Alan May: Caps need to play fast, score ugly
NEW YORK -- Looks like the on-ice battle between Rangers defenseman Ryan McDonagh and Capitals right wing Alex Ovechkin has escalated into a war of words in the locker rooms.
On Monday night, following the Rangers’ 4-3 win over the Caps in Game 3, McDonagh said he noticed Ovechkin “standing straight-legged, like he was tired,” just before Derek Stepan scored the game-winning goal with 6:25 remaining in the third period.
Ovechkin’s response on Wednesday?
“No, I felt normal,” Ovechkin said. “I don’t know why he say that. I thought our line played well, and we had solid chances but we didn’t sore. Of course, they try to find something [to say] if they win. Somebody looks tired, somebody looks lazy or somebody looks bad. I don’t care what they say.”
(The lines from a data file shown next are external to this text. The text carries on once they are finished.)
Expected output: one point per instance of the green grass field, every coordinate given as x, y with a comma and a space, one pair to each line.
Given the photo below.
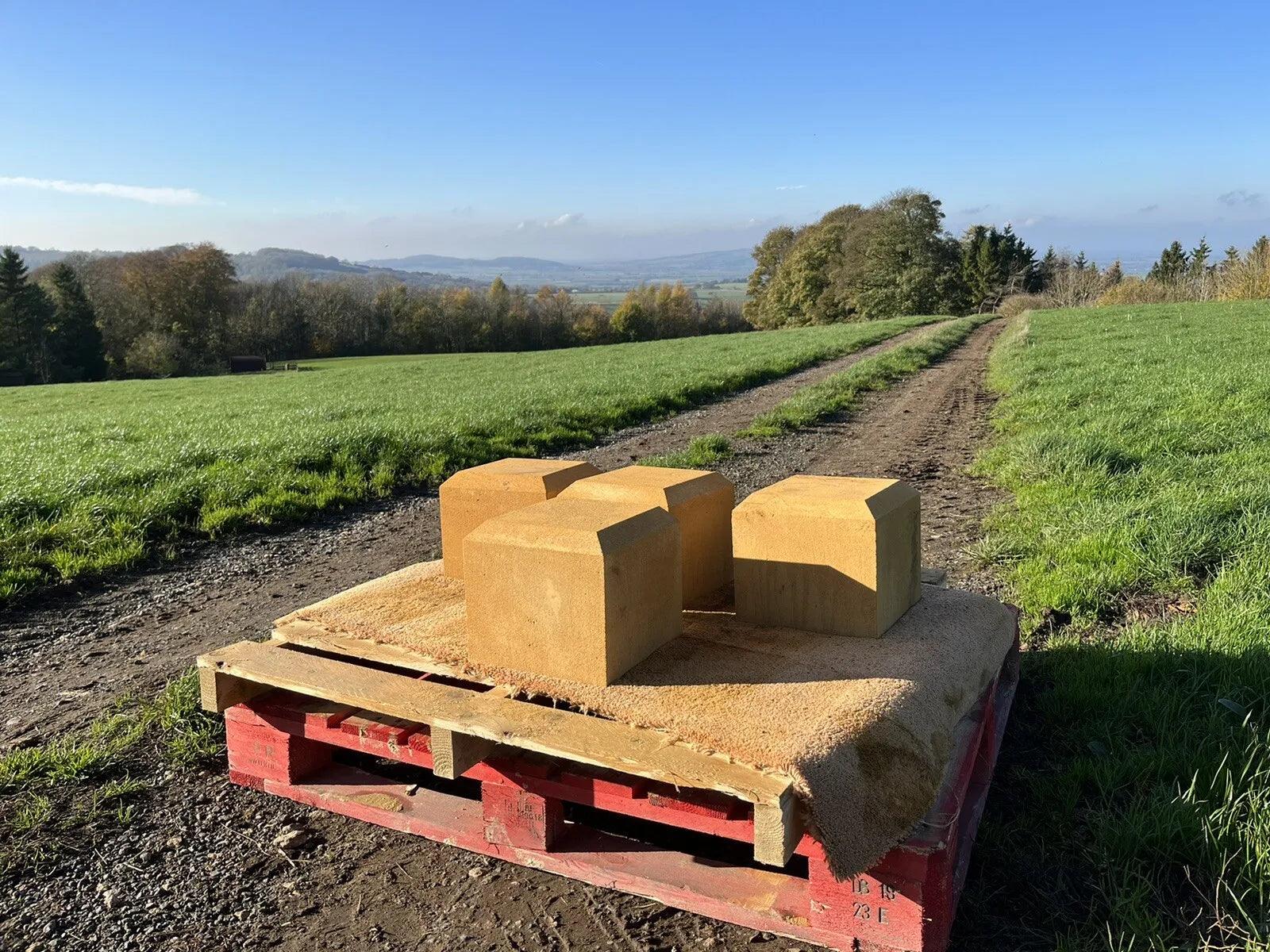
1133, 804
837, 393
95, 476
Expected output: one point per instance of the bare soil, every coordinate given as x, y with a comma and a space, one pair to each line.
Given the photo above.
200, 869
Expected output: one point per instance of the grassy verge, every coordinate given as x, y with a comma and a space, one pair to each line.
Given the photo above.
55, 797
95, 476
1133, 805
833, 395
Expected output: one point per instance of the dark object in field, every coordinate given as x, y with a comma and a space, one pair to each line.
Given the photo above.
247, 365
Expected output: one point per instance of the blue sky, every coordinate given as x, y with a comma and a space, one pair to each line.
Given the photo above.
588, 131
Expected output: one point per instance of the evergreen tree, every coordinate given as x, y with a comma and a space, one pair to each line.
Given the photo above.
75, 340
1172, 266
1200, 254
1048, 268
25, 314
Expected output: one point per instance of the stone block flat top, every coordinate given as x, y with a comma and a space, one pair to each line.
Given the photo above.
831, 497
864, 727
660, 486
522, 474
583, 526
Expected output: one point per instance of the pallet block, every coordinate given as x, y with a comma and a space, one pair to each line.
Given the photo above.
700, 501
829, 554
577, 589
537, 812
476, 494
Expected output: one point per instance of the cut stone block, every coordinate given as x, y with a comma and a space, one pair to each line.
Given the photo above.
577, 589
829, 554
698, 499
471, 497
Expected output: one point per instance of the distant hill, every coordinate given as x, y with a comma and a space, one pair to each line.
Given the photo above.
40, 257
692, 270
441, 271
273, 263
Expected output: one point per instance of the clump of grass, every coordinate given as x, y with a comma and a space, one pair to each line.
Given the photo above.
1133, 804
59, 795
702, 454
98, 476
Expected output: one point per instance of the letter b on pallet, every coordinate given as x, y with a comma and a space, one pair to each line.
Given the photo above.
829, 554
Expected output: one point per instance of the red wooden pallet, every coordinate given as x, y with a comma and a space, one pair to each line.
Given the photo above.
533, 810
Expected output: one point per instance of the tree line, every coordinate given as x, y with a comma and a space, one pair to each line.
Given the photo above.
182, 311
883, 260
1176, 276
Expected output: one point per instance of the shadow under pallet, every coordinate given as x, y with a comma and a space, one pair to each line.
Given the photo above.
686, 833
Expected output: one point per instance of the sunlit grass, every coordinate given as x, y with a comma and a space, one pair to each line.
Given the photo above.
95, 476
57, 795
1134, 806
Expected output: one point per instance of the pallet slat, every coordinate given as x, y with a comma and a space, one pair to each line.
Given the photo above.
251, 666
Rangers coach John Tortorella has matched his top defensive pairing of McDonagh and Dan Girardi against the line of Ovechkin, Nicklas Backstrom and Marcus Johansson since the start of the series, even moreso in Game 3 with the Rangers getting the last change at home.
Girardi [no points, 7 hits] is averaging a team-high 25:59 of ice time a game, while McDonagh [one assist, four hits] is averaging 22:47.
That’s just fine with Ovechkin, who said he doesn’t need to worry about getting hit when he goes into corners against Girardi and McDonagh.
“McDonagh is a good skater but they don’t play a physical game,” he said. “So that’s kind of nice to know that when you go to the corner they aren’t going to hit you because they play too much minutes out there and their energy level is going down. They block shots, they play safe and it’s a challenge.”
Through the first three games of the series, Ovechkin has one power-play goal, one assist and a team-high 14 shots while averaging 20:39 of ice time. He has created some of his best scoring chances with beautiful passes to Backstrom and Johansson.
“That’s because they’re gonna block the shot,” Ovechkin said. “If I see there’s no shooting lane and I’m going to waste my opportunities, I try to make a play to my partners.”
Clowe for Powe: Rangers fourth-line center Darroll Powe did not participate in the morning skate and has been ruled out for Game 4 with an apparent concussion. Powe collided with Caps right wing Joel Ward in the first period of Game 3 and took an elbow to the head. He appeared disoriented heading back to the bench and did not return. In his first two games in the series, Powe had no points and averaged 8:21 of ice time. He’s likely to be replaced by veteran Ryane Clowe who has missed the first three games of the series with an apparent concussion.
“We’ll see how it goes,” Clowe said. “I took contact for the first time [Tuesday] and feel pretty good, so hopefully I’m going.”
King Henrik: Rangers goaltender Henrik Lundqvist [24-16-3, 2.05, .926] is one of three finalists for the Vezina Trophy, awarded annually to the NHL’s top netminder. Columbus’ Sergei Bobrovsky and San Jose’s Antti Niemi are the other finalists.
It is the fifth time in his career Lundqvist is a finalist. He won the award last season.
“It means a lot,” Lundqvist said. “I am really proud to be in that category. It’s been an interesting year. A different year. A shorter season. Tight schedule. Things maybe didn’t go our way all the time. When you have to work really hard to get back in the race and to finally get in, it’s just a big reward.”
Capitals center Matt Hendricks said Lundqvist is so strong positionally that it’s essential to run traffic through his crease to beat him.
“He stays back in his net and he’s like a sponge,” Hendricks said. “He absorbs everything.”